Inovação na logística brasileira: menos ficção científica, mais soluções práticas
*Por: Sérgio Simões, Operations Diretor da SimpliRoute no Brasil
Quando imaginamos o futuro da logística, é comum imaginarmos drones sobrevoando cidades e robôs humanóides carregando pacotes em grandes centros de distribuição. No entanto, a revolução da logística não está nos cenários dignos de ficção científica, mas sim na implementação de ferramentas tecnológicas acessíveis e altamente eficientes.
O setor de logística no Brasil ainda está amplamente dependente de processos manuais e ferramentas rudimentares, como o uso de planilhas em programas tradicionais.
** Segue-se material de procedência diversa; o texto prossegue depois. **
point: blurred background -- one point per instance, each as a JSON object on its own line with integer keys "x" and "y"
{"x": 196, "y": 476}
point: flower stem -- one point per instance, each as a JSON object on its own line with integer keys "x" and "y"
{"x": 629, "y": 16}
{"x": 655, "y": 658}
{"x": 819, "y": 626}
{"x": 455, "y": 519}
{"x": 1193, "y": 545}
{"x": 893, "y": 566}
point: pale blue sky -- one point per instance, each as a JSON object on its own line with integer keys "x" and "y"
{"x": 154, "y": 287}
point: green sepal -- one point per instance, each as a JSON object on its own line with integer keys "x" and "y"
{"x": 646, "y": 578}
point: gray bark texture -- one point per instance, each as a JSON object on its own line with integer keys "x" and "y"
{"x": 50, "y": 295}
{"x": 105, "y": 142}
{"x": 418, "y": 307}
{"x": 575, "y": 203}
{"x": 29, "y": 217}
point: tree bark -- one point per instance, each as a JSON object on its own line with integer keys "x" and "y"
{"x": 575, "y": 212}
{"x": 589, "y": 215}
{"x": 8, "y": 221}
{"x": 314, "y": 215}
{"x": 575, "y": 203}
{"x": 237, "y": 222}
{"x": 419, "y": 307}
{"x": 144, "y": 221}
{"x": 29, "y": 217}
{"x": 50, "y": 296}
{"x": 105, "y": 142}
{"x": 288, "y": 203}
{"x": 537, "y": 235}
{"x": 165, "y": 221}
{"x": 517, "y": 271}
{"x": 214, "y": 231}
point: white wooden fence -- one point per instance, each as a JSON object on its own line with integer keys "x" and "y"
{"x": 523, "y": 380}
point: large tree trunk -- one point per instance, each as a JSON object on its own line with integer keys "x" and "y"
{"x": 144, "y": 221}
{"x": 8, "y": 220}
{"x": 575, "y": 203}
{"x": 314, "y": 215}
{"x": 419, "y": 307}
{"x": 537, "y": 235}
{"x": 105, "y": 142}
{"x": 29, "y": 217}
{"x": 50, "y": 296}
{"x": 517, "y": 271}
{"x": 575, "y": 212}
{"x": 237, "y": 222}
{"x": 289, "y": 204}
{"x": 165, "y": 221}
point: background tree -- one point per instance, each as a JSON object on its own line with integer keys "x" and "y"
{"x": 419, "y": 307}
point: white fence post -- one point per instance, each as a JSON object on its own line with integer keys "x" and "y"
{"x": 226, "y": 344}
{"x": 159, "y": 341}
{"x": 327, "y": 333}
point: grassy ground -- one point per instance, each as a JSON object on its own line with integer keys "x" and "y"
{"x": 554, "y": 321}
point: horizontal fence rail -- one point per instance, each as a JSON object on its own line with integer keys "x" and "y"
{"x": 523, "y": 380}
O estudo State of Logistic (2024), realizado pela empresa de roteirização SimpliRoute com profissionais do setor de toda América Latina, mostrou que essa é uma realidade da América Latina, pois 87% das empresas entrevistadas acreditam que precisam ainda otimizar suas operações, para gerenciar as demandas de rotas, rastreamento, tempo de entrega e outros.
Nas entregas de compras on-line, o custo e o prazo de recebimento são as principais percepções negativas dos consumidores, refletindo na taxa de abandono de carrinhos, que chega a 71,3%. Os principais motivos são custos extras, como frete e taxas (45%), e prazos de envio demorados (22%). Esses desafios podem ser superados com sistemas de roteirização e soluções de Inteligência Artificial (IA), que otimizam rotas e utilizam dados em tempo real para decisões precisas, melhorando a operação de transportadoras e e-commerces.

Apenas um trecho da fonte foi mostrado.